Scale Compatibility Analysis in Geographic Process Research: A Case Study of a Meteorological Simulation in Hong Kong

2014/05/05

Journal:《Applied Geography》 , 2014 , 52 :135-143

Cite as:Zhang C, Lin H, Chen M, et al. Scale Compatibility Analysis in Geographic Process Research: A Case Study of a Meteorological Simulation in Hong Kong.Applied Geography, 2014, 52:135-143.

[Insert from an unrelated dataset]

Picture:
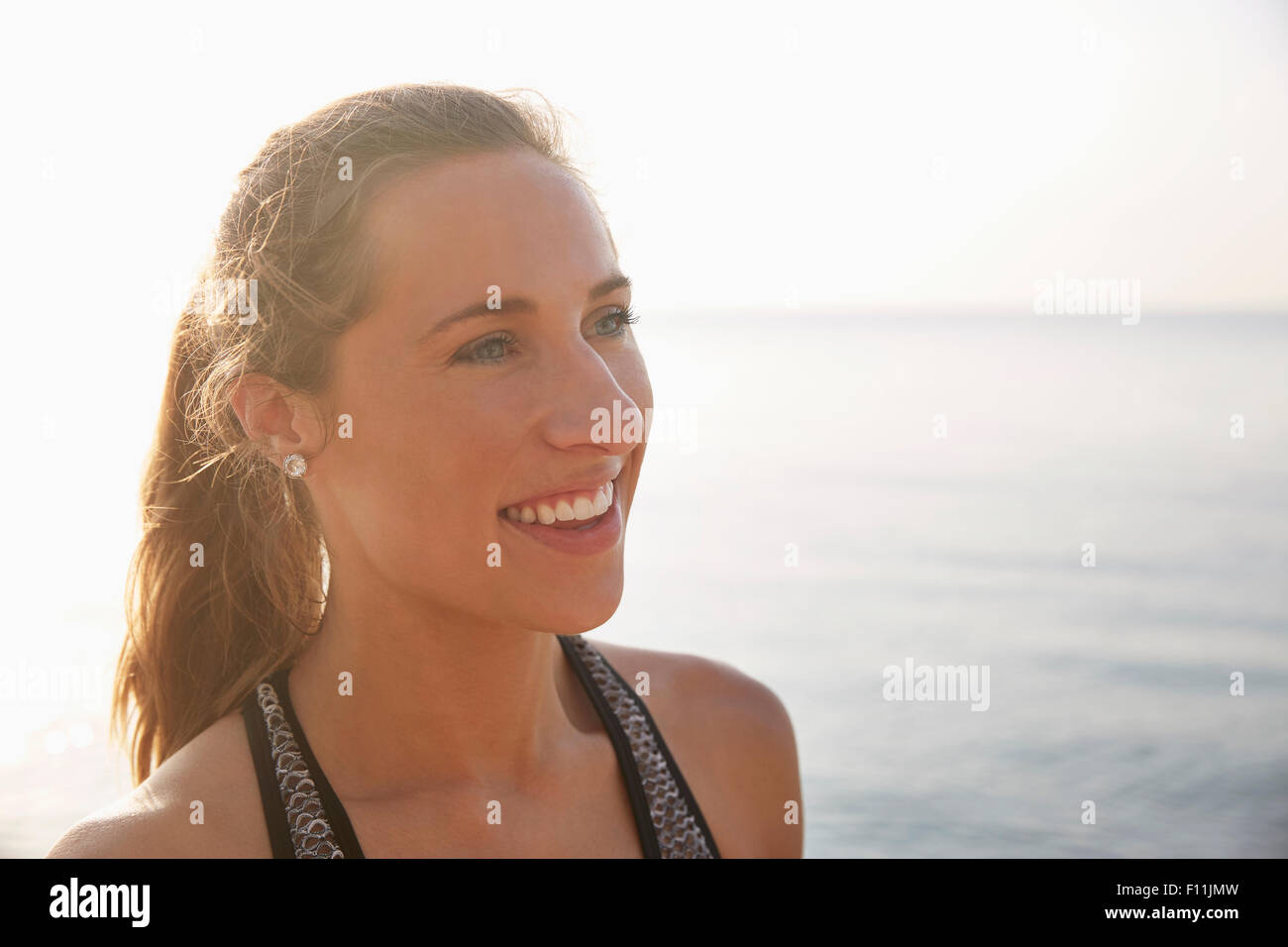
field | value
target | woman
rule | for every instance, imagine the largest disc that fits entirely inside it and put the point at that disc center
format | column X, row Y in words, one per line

Abstract:Scale is a fundamental concept in geography. Although multiscale data, models and other products are considered when studying geography, scale mismatching can produce adverse results. Thus, scale compatibility is becoming crucial for decoding dynamic and interactive geographic processes. This paper presents a definition of scale compatibility for studying geographic processes and partitions this concept into four levels: multiple processes, dimensional, type and component. These four levels operate differently, as described in detail to support the implementation of scale compatibility. Applying the procedure to assess scale compatibility, a meteorological simulation case study in Hong Kong was investigated with regard to the use of multiscale digital elevation model (DEM) data and the Weather Research and Forecasting (WRF) model. This case study considered spatial dimension, measurement scale type and component level. The experiments showed that using DEM data and a model with different resolution and grid spacing, respectively, affected the dynamic simulation capacity, even accounting for 38% of the mean absolute error (MAE) for temperature. Furthermore, our 3 and 30 arc sec resolution DEM data are relatively more compatible with the WRF model of 1 km grid spacing. This case study not only helps to improve meteorological simulations by considering scale compatibility as an issue but also explains the significance and implementation of scale compatibility in geographic processes research.